Friends have asked "If this is not a disease, then how does nature cure diabetes on it's own?" Well, can you cure a disease that is not a disease to begin with?
Insulin resistance expands fat to store the carbohydrates we ate during the long light cycles of summer. The process to reverse this system is hybernation in freezing cold. But since we no longer hybernate you need to consider how you eat carbohydrates within the light cycles. Mabe what you thoght was safe really isn't.

Cold is what completely reverses insulin resistance in mammals and wakes them up when conditions are better for life. Humans abandoned this ability in our evolutionary history because we control our environoment regardless of the temperature, but we stll have the hibernation mechanisms within us, if we eat outside those mechanisms we get modern diabetes-we can eat all day year round, or we can eat a banana from Chile in the Arctic in the dead of winter. Do you think evolution has a plan for these circumstances yet? No, it doesn not, and diabetes is the answer

The result is we have created a world where we can eat carbohydrates and PUFAs 24/7 but cna no longer access evolution solution for insulin resistance it also makes sense why we have no hardwired metabolic pathways for fat removal but cold thermogenesis does it remarkably well
 
I have recently been listening to this program and wow, definitely groundbreaking and adds new informartion on DNA, light waves and cold therapy.

I started to put it into practice today

Thank you so much
 
beetlemaniac said:
I'm theorising that, similar to what Gurdjieff called "impressions", light is another type of food for humans and the eyes are the primary receptacle for this "food".

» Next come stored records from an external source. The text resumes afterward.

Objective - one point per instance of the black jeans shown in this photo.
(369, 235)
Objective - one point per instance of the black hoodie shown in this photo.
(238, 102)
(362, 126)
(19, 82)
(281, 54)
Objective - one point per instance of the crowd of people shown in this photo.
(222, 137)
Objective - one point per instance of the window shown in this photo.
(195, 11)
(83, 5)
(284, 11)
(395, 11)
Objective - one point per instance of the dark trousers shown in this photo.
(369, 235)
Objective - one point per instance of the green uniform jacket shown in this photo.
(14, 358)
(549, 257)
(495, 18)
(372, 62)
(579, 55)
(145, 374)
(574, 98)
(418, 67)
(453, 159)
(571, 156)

That reminds me of the following that I read when I was in my teens from Autobiography of a Yogi (Paramhansa Yogananda) about a woman who doesn't eat:

http://www.crystalclarity.com/yogananda/chap46.php

"But you do eat something!" My tone held a note of remonstrance.
"Of course!" She smiled in swift understanding.
"Your nourishment derives from the finer energies of the air and sunlight, and from the cosmic power which recharges your body through the medulla oblongata."

This story has always stuck with me.

On a different note, I did install the f.lux app and I feel like it does make a difference.